Hera are your answers mate↓↓↓↓

Step-by-step explanation:

Q3) The answer is 196 meter square

_____________________________

Given:

AB || CD

AB =25 m

CD= 10m

BC=14m

AD= 13m

From point C draw CE || DA . Hence ADCE is a ||grm having CD || AE & AD||CE

AE= CD= 10m

CE= AD= 13m

BE= AB- AE =25- 10=15 m

BE= 15m

In ∆BCE

BC= 14m, CE= 13m, BE= 15m

Semiperimeter (s)= (a+b+c)/2

Semiperimeter(s) =( 14+13+15)/2

s= 42/2= 21m

s= 21m

Area of ∆BCE= √ s(s-a)(s-b)(s-c)

Area of ∆BCE=√ 21(21-14)(21-13)(21-15)

Area of ∆BCE= √ 21×7× 8×6

Area of ∆BCE= √ 7×3× 7× 4×2×2×3

Area of ∆BCE=√7×7×3×3×2×2×4

Area of ∆BCE= 7×3×2×2= 21× 4= 84m²

Area of ∆BCE= 84m²

Area of ∆BCE= 1/2 × base × altitude

Area of ∆BCE= 1/2 × BE ×CL

84= 1/2×15×CL

84×2= 15CL

168= 15CL

CL= 168/15

CL= 56 /5m

Height of trapezium= 56/ 5m

Area of trapezium= 1/2( sum of || sides)( height)

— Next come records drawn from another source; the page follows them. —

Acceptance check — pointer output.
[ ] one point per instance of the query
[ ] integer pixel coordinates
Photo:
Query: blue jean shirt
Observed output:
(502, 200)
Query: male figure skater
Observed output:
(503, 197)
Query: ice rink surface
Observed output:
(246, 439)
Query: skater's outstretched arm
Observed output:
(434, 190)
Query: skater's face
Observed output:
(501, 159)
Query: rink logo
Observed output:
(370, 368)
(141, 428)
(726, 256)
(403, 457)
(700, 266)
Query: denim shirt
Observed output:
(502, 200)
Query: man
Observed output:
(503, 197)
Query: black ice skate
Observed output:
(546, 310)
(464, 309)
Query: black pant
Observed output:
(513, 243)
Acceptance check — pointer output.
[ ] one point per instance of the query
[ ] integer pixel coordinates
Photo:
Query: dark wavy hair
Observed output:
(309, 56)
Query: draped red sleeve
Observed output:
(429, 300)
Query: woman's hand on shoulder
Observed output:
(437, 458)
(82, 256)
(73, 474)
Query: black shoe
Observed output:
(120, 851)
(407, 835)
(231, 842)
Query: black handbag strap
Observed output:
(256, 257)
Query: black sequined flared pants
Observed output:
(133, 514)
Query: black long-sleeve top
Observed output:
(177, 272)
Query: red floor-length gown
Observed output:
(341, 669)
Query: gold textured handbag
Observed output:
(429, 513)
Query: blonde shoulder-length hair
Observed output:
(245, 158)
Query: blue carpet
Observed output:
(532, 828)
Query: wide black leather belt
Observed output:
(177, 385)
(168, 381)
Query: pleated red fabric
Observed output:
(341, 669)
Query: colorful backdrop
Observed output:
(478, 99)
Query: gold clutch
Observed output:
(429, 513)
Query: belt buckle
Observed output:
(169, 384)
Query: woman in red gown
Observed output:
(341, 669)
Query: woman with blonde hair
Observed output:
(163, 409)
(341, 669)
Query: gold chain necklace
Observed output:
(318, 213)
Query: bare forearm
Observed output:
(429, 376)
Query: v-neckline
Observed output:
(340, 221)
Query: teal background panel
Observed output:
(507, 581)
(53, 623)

Area of trapezium=1/2(25+10)(56/5)

Area of trapezium= 1/2(35)(56/5)

Area of trapezium= 7×28= 196m²

_____________________________

Hence the area of field is 196m²

Q4) Given Find the area of the quadrilateral ABCD in which AB=9cm , BC=40cm , CD=28cm, DA =15cm and ∆ABC = 90°​

Now ABCD is a quadrilateral.

Triangle ABC = 90

In right angle triangle ABC

AC^2 = AB^2 + BC^2

         = 9^2 + 40^2

           = 81 + 1600

          =  1681

So AC = 41 cm

Now area of triangle = 1/2 x b x h

                               = 1/2 x 9 x 40 = 180 sq cm

Now to find the other side of triangle using heron's formula we get

s = a + b + c / 2

s = 15 + 41 + 28 / 2

s = 42 cm

Now area of triangle ACD

 = √s (s - a)(s - b)(s - c)

= √42(42 - 15)(42 - 41)(42 - 28)

 = √42 x 27 x 1 x 14

 = 126 sq cm

So Area of quadrilateral will be 126 + 180 = 306 sq cm

Hope this helps you mate!!!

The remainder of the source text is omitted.